REFS™ Technology

REFS™ (Reverse Engineering and Forward Simulation) is GNS Healthcare’s scalable, supercomputer-enabled framework for discovering new knowledge from real world data. REFS™ automates the extraction of causal network models directly from observational data and uses high-throughput simulations to generate new knowledge.

Watch a video showing how REFS™ automates knowledge discovery:

The mathematics behind causal network models are transparent and well documented1,2,3,4. What sets REFS™ apart are our highly optimized, proprietary machine-learning algorithms, run on massively parallel cloud-based supercomputers. This approach allows us to discover knowledge at scale that is relevant to today’s most pressing healthcare problems.
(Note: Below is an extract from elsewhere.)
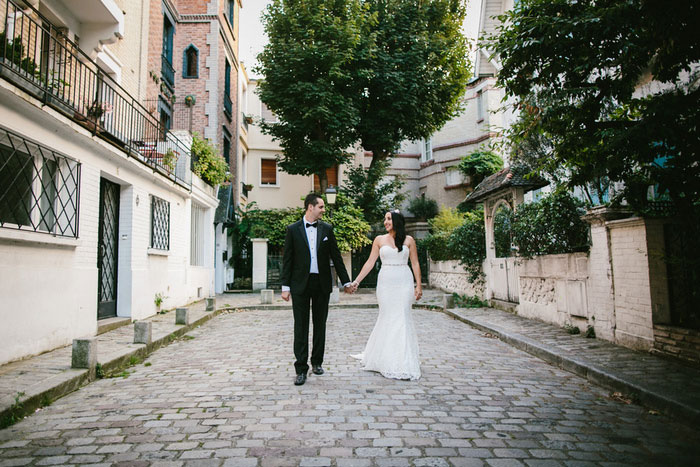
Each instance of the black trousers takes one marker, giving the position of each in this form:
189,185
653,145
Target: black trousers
318,299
REFS™ extracts new knowledge in two steps: Reverse Engineering, followed by Forward Simulation.

Reverse Engineering

REFS™ uses machine learning to extract the underlying structure from data and encode it in the form of Causal Network Models. These networks represent causal relationships – not just correlations – in the data. Because the true structure underlying the data are uncertain, REFS™ uses a Markov Chain Monte Carlo algorithm to learn an ensemble of models. The REFS™ algorithm incorporates multiple, disparate data types and multi-layered data.

Forward Simulation

By capturing causal relationships, REFS™ models allow us to use simulations to ask questions about interventions. We can ask, for example, what is the effectiveness of a therapy in a patient with a particular genotype and medical history. Because we perform Monte Carlo simulations across an ensemble of models, our method gives both a prediction and a confidence interval that measures the uncertainty about that prediction.
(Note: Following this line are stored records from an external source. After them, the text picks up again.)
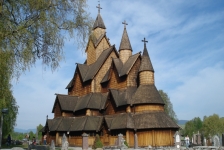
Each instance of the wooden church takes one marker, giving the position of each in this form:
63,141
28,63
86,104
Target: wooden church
112,92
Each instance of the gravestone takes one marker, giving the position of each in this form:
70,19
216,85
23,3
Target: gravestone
52,145
223,139
177,140
216,141
64,143
205,142
85,144
198,138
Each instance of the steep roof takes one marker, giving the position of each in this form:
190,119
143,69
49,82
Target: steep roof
122,96
99,22
146,64
125,42
92,101
145,120
123,69
120,121
85,123
66,102
147,94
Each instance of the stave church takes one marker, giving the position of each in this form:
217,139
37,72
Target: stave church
111,93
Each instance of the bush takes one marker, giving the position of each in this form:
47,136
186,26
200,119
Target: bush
97,143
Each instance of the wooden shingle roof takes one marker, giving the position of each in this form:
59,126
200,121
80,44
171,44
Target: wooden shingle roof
147,94
92,101
124,69
99,22
122,96
66,102
125,42
85,123
146,64
145,120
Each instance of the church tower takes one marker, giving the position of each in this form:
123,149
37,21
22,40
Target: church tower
146,71
125,50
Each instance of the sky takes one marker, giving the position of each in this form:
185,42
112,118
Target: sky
185,44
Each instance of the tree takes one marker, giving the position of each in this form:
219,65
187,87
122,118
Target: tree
193,126
32,30
6,98
36,29
39,127
213,125
168,106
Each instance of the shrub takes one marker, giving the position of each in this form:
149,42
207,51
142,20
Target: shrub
97,142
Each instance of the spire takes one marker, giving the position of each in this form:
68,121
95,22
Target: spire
146,64
125,43
99,21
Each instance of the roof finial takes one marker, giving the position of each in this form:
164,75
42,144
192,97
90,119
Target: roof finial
125,23
144,42
98,7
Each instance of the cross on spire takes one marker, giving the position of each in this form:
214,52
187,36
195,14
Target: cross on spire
125,23
144,42
98,7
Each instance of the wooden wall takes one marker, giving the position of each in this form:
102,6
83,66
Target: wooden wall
133,74
57,110
95,84
147,107
80,88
1 Pearl, Judea. Causality: Models, Reasoning, and Inference. 2nd ed. New York: Cambridge University Press, 2009.
2 Using Bayesian networks to analyze expression data. Friedman N, Linial M, Nachman I, Pe’er D. J Comput Biol. 2000. 7:601-620.
3 Causal protein-signaling networks derived from multiparameter single-cell data. Sachs K, Perez O, Pe’er D, Lauffenburger DA, Nolan GP. 2005. Science 308:523-529.
4 Exploiting naturally occurring DNA variation and molecular profiling data to dissect disease and drug response traits. Schadt EE. Curr Opin Biotechnol. 2005. 16:647-654.